# How to delete account



## Red_Rose (Mar 18, 2007)

It's there any way to delete/deactivate your account? I've considered deactivating my account but I don't see an option for it.


----------



## Doc7 (Feb 27, 2017)

Not sure of an option. What I would do is go to your Settings page, uncheck all of the “Email me when...” options.

Then it’s just a matter of logging out and not coming back, or at least not logging back in.


----------



## hoppycalif (Apr 7, 2005)

Red_Rose said:


> It's there any way to delete/deactivate your account? I've considered deactivating my account but I don't see an option for it.

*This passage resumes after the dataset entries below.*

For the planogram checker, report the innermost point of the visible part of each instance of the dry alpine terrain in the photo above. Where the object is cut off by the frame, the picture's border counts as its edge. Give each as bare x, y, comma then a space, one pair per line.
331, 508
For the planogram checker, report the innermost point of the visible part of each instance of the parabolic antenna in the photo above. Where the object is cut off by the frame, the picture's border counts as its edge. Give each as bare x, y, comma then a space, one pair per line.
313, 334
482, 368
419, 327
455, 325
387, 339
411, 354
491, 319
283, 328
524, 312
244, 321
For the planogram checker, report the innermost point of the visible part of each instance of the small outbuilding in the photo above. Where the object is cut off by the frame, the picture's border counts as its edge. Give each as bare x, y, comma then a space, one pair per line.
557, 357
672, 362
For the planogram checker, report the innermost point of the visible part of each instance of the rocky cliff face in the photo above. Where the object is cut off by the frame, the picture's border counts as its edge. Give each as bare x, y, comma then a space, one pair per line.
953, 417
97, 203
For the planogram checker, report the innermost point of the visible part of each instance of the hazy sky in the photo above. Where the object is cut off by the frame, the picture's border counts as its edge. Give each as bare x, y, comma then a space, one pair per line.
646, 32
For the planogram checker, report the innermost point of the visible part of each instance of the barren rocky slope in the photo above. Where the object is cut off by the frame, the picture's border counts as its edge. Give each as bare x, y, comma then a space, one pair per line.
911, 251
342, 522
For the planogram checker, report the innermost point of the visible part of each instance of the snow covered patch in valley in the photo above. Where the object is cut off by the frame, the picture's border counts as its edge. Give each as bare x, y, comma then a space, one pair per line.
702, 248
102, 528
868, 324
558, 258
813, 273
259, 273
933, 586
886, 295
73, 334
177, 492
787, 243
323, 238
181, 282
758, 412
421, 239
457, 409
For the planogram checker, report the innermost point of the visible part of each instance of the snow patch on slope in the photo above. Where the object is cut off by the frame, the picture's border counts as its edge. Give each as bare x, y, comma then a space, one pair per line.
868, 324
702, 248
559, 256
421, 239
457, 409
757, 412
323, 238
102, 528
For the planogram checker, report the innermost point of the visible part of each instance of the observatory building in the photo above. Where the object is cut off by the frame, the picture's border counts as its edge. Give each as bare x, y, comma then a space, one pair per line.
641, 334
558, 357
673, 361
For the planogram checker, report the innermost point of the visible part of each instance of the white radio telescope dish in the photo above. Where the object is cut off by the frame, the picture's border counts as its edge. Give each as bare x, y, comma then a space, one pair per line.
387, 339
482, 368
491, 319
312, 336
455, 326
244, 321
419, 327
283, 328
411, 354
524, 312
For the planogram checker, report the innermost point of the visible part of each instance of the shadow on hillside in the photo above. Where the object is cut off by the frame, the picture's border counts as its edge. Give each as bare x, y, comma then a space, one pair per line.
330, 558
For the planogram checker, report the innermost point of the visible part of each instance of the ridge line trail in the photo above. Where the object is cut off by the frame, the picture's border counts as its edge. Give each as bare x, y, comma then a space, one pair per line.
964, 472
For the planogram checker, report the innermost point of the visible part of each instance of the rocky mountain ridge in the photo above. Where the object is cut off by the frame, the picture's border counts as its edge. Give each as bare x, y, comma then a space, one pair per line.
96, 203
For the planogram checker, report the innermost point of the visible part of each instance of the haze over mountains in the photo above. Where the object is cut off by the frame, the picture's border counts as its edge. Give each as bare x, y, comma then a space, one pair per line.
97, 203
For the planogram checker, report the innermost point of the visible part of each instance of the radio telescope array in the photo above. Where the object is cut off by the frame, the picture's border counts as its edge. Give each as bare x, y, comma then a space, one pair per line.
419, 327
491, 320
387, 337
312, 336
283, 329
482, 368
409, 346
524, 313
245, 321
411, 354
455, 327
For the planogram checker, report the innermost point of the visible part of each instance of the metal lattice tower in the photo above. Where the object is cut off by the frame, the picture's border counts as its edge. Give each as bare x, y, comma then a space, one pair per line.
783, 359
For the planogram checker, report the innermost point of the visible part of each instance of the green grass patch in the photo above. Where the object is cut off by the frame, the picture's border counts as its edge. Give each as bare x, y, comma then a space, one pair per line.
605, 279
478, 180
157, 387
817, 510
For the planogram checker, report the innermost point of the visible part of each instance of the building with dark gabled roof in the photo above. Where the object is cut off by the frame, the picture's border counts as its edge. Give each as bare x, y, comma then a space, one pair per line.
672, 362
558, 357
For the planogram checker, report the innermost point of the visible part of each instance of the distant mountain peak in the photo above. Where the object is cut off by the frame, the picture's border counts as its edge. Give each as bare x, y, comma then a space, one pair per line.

How about, as an alternative, tell us what would encourage you to keep your account?


----------



## Michael (Jul 20, 2010)

Yes, please don't let one unwanted criticism make you leave.


----------



## Red_Rose (Mar 18, 2007)

hoppycalif said:


> How about, as an alternative, tell us what would encourage you to keep your account?





Michael said:


> Yes, please don't let one unwanted criticism make you leave.


Thanks guys. It has nothing to do with any criticism. Before I joined here, I once had someone threaten to hunt me down because I asked "What happened to this forum?" when a small group of people turned a forum for button quails into their own personal chatroom so it takes a lot to try to run me off. Lol

This is one of the few forums that I've posted on for a long duration. When I signed back in after many years, I didn't expect a flood of memories and emotions of things I've went through with family, etc., during my journey in aquarium keeping to suddenly come back at me when I read through my post history. Sounds silly, right? That's why I thought about starting anew. I'm still on the fence on what I should do.


----------